Manly’s ‘punch in the face’

Rugby sevens star Sharni Williams has described the news that Manly players have boycotted a game over the club’s decision to wear pride jerseys as a “punch in the face”.

Williams, who wore rainbow headgear at the Tokyo Olympics, told the Sydney Morning Herald, that she felt duty bound to make a comment on the Manly situation.

“It’s obviously a tough position for me to be in,” Williams said. “I am visible and I have a responsibility, but at the same time I have a job here to be at the Commonwealth Games, to be alongside my teammates.

“It’s a bit of a punch in the face but I also expect it. We’ve been working at it for so long. I respect those haters and I understand it but at the same time I respect my views and I stand there by the people to know there are other people out there for them.
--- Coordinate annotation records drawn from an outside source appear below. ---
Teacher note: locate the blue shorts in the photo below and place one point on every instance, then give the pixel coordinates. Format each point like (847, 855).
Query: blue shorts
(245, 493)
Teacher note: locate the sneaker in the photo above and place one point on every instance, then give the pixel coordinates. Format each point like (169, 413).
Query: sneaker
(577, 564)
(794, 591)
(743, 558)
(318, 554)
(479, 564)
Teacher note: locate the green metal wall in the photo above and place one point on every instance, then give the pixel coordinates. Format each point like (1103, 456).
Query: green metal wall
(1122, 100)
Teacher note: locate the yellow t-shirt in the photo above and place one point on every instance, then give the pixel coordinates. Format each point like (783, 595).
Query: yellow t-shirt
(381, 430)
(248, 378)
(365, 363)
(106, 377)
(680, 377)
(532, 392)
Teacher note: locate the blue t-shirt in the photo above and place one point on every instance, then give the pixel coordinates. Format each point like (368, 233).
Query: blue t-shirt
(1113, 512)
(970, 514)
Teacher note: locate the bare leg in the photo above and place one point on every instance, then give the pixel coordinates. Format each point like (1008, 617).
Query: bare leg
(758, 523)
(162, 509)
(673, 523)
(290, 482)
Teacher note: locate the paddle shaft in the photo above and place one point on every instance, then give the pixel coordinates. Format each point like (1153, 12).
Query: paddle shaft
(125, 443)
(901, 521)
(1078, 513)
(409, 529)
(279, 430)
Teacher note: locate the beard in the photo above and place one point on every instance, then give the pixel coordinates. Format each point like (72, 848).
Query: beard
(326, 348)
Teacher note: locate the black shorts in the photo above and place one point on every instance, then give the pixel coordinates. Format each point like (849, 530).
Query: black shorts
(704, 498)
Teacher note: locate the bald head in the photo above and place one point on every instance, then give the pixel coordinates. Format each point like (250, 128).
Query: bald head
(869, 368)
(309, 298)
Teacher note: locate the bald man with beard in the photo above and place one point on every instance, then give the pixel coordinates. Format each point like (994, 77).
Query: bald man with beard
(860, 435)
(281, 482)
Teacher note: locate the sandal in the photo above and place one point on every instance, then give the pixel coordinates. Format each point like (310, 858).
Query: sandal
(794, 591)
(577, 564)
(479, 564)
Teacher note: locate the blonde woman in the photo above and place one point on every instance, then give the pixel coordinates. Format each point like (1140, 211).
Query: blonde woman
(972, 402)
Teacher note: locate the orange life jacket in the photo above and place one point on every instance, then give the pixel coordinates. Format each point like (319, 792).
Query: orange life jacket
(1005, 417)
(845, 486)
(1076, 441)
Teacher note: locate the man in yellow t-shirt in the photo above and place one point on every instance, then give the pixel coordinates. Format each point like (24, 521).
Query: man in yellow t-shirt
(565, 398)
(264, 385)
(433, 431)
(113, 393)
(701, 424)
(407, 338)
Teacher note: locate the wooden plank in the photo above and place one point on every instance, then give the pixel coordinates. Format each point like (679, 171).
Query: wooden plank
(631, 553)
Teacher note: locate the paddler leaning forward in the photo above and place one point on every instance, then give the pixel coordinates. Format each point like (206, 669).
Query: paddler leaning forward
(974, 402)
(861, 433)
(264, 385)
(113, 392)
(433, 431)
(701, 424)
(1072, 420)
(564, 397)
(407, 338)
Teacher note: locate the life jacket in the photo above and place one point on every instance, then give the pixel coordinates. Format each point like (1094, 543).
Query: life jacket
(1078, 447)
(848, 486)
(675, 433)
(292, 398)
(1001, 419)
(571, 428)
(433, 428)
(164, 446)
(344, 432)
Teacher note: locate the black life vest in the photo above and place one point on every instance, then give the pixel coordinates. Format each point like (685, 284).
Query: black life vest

“The rainbow headgear is really important to me. It’s that visibility piece for myself and for my community. It’s finally being comfortable with myself, [which] is huge. Me being able to share my story helps others be able to figure out who they are and what stories they have.

“It’s the communication and education piece. If you communicate early about wearing it, everything can be sorted.

“If one of the girls [in my team] didn’t want to wear it, I’d be like, ‘Well, I understand that’s your view and your opinion but it hurts’.”